How to model many-to-many relationship in Android Room with CrossRef Junction

Question

How would I model a many-to-many relationship as described in https://developer.android.com/training/data-storage/room/relationships#many-to-many, but with an additional property on the junction? I basically want to achieve the following:

@Entity
data class Playlist(
    @PrimaryKey val playlistId: Long,
    val playlistName: String
)

@Entity
data class Song(
    @PrimaryKey val songId: Long,
    val songName: String,
    val artist: String
)

@Entity(primaryKeys = ["playlistId", "songId"])
data class PlaylistSongCrossRef(
    val playlistId: Long,
    val songId: Long,
    val rating: Int // <-- the additional property
)

data class PlaylistWithRating(
    val playlist: Playlist,
    val rating: Int // <-- the additional property
)

data class SongWithPlaylists(
    @Embedded val song: Song,
    @Relation(
         parentColumn = "songId",
         entityColumn = "playlistId",
         associateBy = @Junction(PlaylistSongCrossRef::class)
    )
    val playlists: List<PlaylistWithRating>
)

so I could access it in my Dao:

@Dao
interface SongWithPlaylistsDao {
    @Query("SELECT * FROM Song")
    fun list(): LiveData<List<SongWithPlaylists>>
}

I know how, from an ERM perspective, you would model this relationship like this:

/-- A ---\      /- ACrossB -\            /-- B ---\
|        |      |           |            |        |
| - id   |----->|  - aId    |     |------| - id   |
| - name |      |  - bId    |-----|      |  -name |
|        |      |  - prop   |            |        |
\--------/      \-----------/            \--------/

I also know how to query this relationship using JOIN, but couldn't figure out from the docs how to do this in Room while keeping data integrity.

Answer 1

I ran into the same problem and finally achieved it in other way. There are cases when you can not assign an attribute to any side of the binary relationship so the attribute belongs to the relationship itself.

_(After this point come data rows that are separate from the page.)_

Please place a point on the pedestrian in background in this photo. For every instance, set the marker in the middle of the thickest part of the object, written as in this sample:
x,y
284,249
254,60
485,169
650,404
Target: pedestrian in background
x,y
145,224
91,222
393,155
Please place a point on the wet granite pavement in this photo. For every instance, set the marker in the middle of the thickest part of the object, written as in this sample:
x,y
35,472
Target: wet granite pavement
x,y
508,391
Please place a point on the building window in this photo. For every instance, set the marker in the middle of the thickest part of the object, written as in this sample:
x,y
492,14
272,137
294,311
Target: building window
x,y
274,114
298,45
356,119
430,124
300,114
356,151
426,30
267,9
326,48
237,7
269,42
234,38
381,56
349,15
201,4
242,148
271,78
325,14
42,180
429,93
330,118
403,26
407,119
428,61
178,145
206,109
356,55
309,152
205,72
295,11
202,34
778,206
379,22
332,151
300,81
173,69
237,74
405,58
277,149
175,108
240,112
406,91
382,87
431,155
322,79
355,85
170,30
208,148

Step 1 -> define entity A and entity B

@Entity
data class Playlist(
    @PrimaryKey val playlistId: Long,
    val playlistName: String
)

@Entity
data class Song(
    @PrimaryKey val songId: Long,
    val songName: String,
    val artist: String
)

Step2 -> define the associative entity(CrossRef entity), and add your additional attribute to it

@Entity(primaryKeys = ["playlistId", "songId"])
data class PlaylistSongCrossRef(
    val playlistId: Long,
    val songId: Long,
    val rating: Int // <-- the additional property
)

till now it was all repeating your code :D

Step3 -> define the desired data model (Pojo) suitable to your query needs

Lets consider you want to use SongWithPlaylists model class. In SongWithPlaylists you should omit @Relation annotation from playlists and instead annotate it with @Embedded.

Note-> change playlists type from List<PlaylistWithRating> to Playlist. No need to use PlaylistWithRating, just Playlist not even a list of it. Room no longer manages join for us. we will make it :D And also add your CrossRef's additional attributes to SongWithPlaylists cause we want that additional attribute to be mapped to this object after join query finished. SongWithPlayList will be like bellow

data class SongWithPlaylists(
    @Embedded val song: Song,
    @Embedded val playlist: Playlist,
    val rating: Int
)

Step4 -> Add plain Join query to your DAO

now that you get rid of @Relation annotation and PlaylistWithRatings, you should inner join your entity A on Entity B and again join on CrossRef entity.
DAO is like bellow

@Dao
interface SongWithPlaylistsDao {
    @Query("""
        select Song.songId,Song.songName,Song.artist,Playlist.playlistId,Playlist.playlistName,PlaylistSongCrossRef.rating
        from Song inner join PlaylistSongCrossRef on Song.songId = PlaylistSongCrossRef.songId 
        inner join Playlist on Playlist.playlistId = PlaylistSongCrossRef.playlistId
        """)
    fun list(): LiveData<List<SongWithPlaylists>>
}

This was the dirty way but worked for me. Sorry for my poor English. I Hope helped you and anybody may would run into the same problem.